2023.01.24

経済産業省、全ECサイトが義務化対象 セキュリティー対策で脆弱性対策と本人認証導入を義務化

クレジットカード情報の漏洩対策を義務化

経済産業省は1月20日、ECサイトの脆弱性対策と本人認証の仕組みを導入することを義務化する方針を固めた。2024年3月末までに、全てのECサイトが脆弱性対策と本人認証を導入することを、検討会の報告書案に盛り込んでいる。

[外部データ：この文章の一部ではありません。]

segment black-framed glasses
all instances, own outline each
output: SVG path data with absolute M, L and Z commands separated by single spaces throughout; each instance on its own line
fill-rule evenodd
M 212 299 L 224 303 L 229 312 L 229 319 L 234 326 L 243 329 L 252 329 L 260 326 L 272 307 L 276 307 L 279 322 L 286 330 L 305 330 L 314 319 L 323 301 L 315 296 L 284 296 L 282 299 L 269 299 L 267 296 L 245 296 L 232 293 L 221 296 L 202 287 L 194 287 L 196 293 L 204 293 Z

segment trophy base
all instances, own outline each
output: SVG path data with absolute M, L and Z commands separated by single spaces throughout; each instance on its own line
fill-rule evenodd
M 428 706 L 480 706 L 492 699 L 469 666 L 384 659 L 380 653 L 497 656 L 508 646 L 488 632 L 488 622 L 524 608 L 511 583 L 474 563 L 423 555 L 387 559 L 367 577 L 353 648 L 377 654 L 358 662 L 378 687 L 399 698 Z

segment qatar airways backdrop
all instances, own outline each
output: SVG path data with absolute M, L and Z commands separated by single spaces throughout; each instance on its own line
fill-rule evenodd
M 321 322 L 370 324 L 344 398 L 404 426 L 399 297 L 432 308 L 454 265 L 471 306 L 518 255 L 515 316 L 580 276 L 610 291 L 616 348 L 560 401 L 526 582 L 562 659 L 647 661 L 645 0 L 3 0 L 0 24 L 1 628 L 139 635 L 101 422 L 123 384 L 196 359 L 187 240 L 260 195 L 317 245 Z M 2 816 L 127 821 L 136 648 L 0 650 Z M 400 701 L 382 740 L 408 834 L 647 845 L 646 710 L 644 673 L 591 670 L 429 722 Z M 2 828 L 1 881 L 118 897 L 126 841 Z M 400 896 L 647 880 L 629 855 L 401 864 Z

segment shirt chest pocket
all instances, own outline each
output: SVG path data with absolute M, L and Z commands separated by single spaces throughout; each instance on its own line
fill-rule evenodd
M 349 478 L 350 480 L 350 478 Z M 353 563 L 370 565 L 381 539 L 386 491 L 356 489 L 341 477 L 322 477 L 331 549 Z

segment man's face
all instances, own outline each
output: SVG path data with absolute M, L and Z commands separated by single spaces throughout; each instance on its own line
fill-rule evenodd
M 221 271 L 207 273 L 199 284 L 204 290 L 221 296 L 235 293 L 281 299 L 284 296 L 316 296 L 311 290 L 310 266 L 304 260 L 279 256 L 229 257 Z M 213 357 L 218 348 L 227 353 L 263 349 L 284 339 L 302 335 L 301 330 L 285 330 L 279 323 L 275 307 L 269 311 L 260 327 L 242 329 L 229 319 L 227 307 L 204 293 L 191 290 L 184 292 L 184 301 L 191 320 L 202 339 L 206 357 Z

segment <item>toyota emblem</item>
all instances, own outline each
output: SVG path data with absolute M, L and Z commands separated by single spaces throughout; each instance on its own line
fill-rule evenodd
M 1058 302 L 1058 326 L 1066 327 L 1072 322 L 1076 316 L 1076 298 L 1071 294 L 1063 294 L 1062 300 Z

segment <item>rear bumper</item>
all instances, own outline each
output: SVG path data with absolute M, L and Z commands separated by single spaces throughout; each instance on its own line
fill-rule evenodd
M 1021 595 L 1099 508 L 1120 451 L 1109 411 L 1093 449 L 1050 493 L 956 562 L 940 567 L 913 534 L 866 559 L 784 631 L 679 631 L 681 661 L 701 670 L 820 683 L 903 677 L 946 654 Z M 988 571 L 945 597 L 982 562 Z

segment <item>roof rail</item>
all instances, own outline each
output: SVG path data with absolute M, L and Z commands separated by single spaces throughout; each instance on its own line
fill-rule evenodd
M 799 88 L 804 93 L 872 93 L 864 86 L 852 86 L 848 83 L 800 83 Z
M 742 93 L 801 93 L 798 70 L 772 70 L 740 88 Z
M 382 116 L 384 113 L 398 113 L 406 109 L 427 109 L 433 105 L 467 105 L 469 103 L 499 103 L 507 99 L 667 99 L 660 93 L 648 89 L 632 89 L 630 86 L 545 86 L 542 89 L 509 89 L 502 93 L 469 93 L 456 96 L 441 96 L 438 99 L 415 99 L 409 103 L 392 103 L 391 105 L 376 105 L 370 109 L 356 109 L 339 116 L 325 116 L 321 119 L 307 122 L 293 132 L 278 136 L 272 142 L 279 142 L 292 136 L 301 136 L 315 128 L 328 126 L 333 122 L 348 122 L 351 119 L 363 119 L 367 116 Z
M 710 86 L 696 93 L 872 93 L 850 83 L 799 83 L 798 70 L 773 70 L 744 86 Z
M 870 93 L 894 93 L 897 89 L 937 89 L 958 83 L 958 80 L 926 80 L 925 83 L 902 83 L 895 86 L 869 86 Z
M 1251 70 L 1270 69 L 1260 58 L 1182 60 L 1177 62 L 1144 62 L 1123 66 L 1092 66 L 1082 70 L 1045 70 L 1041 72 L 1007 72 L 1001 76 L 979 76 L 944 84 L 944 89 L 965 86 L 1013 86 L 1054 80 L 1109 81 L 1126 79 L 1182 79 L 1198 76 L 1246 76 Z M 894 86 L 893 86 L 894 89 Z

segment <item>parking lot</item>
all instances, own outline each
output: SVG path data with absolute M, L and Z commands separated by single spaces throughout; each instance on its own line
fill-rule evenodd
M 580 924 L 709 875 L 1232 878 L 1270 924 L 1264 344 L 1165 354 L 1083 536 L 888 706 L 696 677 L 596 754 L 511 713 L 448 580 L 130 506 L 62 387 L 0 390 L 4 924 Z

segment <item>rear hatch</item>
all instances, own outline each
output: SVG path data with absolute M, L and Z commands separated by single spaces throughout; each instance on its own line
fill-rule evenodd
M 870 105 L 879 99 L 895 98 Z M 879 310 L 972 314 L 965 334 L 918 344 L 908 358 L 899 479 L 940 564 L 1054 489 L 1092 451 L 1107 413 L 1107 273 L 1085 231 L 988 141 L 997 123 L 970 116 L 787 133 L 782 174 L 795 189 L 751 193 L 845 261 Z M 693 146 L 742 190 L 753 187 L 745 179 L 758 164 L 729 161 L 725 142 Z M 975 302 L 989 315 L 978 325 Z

ECサイトと本人認証の仕組みの導入の義務化は、「クレジットカード決済システムのセキュリティ対策強化検討会」の第6回会合で提出された報告書案に盛り込まれた。

報告書案では、クレジットカード番号の不正利用被害が増え続ける問題を背景に、「ECサイトからクレジットカード情報が漏洩することへの対策」「漏洩したクレジットカード情報が不正に使われることへの対策」の2点を盛り込んだ。

具体的には、「クレジットカード番号等の適切管理義務の水準を引き上げるべく、サイト自体の脆弱性対策を必須化(システム上の設定不備改善、脆弱性診断、ウイルス対策等)」「不正利用防止措置として、利用者本人しか知り得ない・持ち得ない情報(ワンタイムパスワード・生体認証)による利用者の適切な確認(本人認証)の仕組みを順次導入(~2024年度末)」――の2点を盛り込んでいる。

各EC加盟店が、脆弱性対策と本人認証の仕組みを導入したかどうかについては、カード会社や決済代行会社が管理・監督するとしている。

各加盟店が導入をしない場合、カード会社との契約によっては、契約解除に至る可能性もあるとしている。

報告書案は今後、同検討会で「報告書」としてまとめられる予定。報告書の内容を基に、(一社)日本クレジット協会がまとめる「クレジットカード・セキュリティーガイドライン」を改定する見通しだ。


【専門家の声】


▲DGフィナンシャルテクノロジー 篠寛社長
 

「安全」は集客や接客同じく重要



クレジットカード決済システムのセキュリティ対策強化検討会がまとめた報告書案について、決済代行会社のDGフィナンシャルテクノロジーの篠寛社長は、「安心・安全のためのセキュリティー対策は、集客やカスタマーサポートと同様に重要だ」と話している。


脆弱性対策と本人認証の導入は、EC企業にとって、カード決済だけでなく、ECサイトの全体のセキュリティーレベルを上げることにつながる。不正者の攻撃や不正利用を抑止することにつながるため、プラスに働く。

今回の義務化では、カード会社や決済代行会社を横断した不正情報を活用することにもつながる。不正検知の精度向上が向上し、さらなる不正の抑止にもつながる。業界全体で対策強化を推進することになる。

EC事業者にとっては、セキュリティー対策と、「EMV 3DS」を使った本人認証導入の必須化により、各種対応に伴う投資やリソース確保が必要になる。

EC事業者に理解してほしい点として、エンドユーザーに選ばれるためには、集客やカスタマーサポートなどと同じく、安心して買い物ができるECサイトのセキュリティーの視点も重要であり、必要な対策であるということだ。

EC事業者がなるべく負荷がなく対応できるよう、我々決済代行会社も、さまざまなソリューションの提供や、支援体制の整備などを行い、EC事業者をサポートしていく。